The Quantified City: Sensing Dynamics in Urban Setting is a paper tries to shed light on the complex dynamics taking place within cities, which are characterized by a rapid urbanization process during the last decade. One of the main characteristics of these underlying dynamics, is the fact that they involve a large number of actors, such as humans, services, and infrastructures, which are observed in different spaces.
The authors develop and examine the Quantified City system, which strives to address issues related to data integration and fusion, in order to promote and enable an effective and semantically relevant data grouping. Its structure is based on three major components: (1) data acquisition, (2) data analysis, and (3) data visualization.
The system consists of three layer for data acquisition, data analysis, and data visualization; each of which embeds a variety of modules to better achieve its purpose (e.g., data crawling, data cleaning, topic modeling, sentiment analysis, named entity recognition, event detection, time series analysis, etc.)
Location, time and event constitute the three pillar dimensions that play a central role in the overall system development.
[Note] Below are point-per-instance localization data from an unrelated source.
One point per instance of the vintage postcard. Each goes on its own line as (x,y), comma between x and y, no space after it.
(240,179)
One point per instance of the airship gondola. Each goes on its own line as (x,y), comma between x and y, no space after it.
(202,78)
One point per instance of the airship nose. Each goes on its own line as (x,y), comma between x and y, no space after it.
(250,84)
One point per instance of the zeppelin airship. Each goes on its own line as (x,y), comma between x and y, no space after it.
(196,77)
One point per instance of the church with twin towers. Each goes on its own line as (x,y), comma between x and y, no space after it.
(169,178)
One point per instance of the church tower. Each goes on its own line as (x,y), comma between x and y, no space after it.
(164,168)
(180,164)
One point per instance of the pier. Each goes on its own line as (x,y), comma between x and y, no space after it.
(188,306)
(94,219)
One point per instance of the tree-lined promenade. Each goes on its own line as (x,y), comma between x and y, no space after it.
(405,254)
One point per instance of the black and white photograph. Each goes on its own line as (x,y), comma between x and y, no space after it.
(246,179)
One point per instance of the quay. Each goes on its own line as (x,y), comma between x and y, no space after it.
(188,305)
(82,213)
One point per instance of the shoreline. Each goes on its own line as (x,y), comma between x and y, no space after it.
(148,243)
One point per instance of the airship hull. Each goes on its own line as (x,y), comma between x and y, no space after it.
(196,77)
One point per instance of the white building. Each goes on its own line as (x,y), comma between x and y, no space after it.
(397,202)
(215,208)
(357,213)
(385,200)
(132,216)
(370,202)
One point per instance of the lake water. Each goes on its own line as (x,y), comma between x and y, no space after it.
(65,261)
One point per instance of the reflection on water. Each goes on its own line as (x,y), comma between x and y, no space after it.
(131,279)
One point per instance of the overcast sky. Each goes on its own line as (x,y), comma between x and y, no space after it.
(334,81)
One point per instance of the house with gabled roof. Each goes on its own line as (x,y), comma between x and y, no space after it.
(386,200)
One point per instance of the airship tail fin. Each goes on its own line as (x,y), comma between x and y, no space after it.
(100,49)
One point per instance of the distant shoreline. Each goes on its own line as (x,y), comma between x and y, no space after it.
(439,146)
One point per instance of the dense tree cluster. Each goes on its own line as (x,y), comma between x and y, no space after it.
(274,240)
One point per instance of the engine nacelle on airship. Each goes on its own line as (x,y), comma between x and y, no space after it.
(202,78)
The underlying dynamics are investigated based on these dimensions, using a set of map-centric widgets.
Figure 1: Overview of data extraction and data fusion Approach
One of the most important findings of this paper is the fact that it identifies the need for developing and promoting that kind of comprehensive, holistic-type platforms, such as Quantified City, for elaborating multiple sets of data coming from different data sources. This could be an effective approach to better understand the ways in which cities work and operate.
Reference: Zanouda, T., Emadi, N. A., Abbar, S., & Srivastava, J. (2017). The Quantified City: Sensing Dynamics in Urban Setting. arXiv preprint arXiv:1701.04253.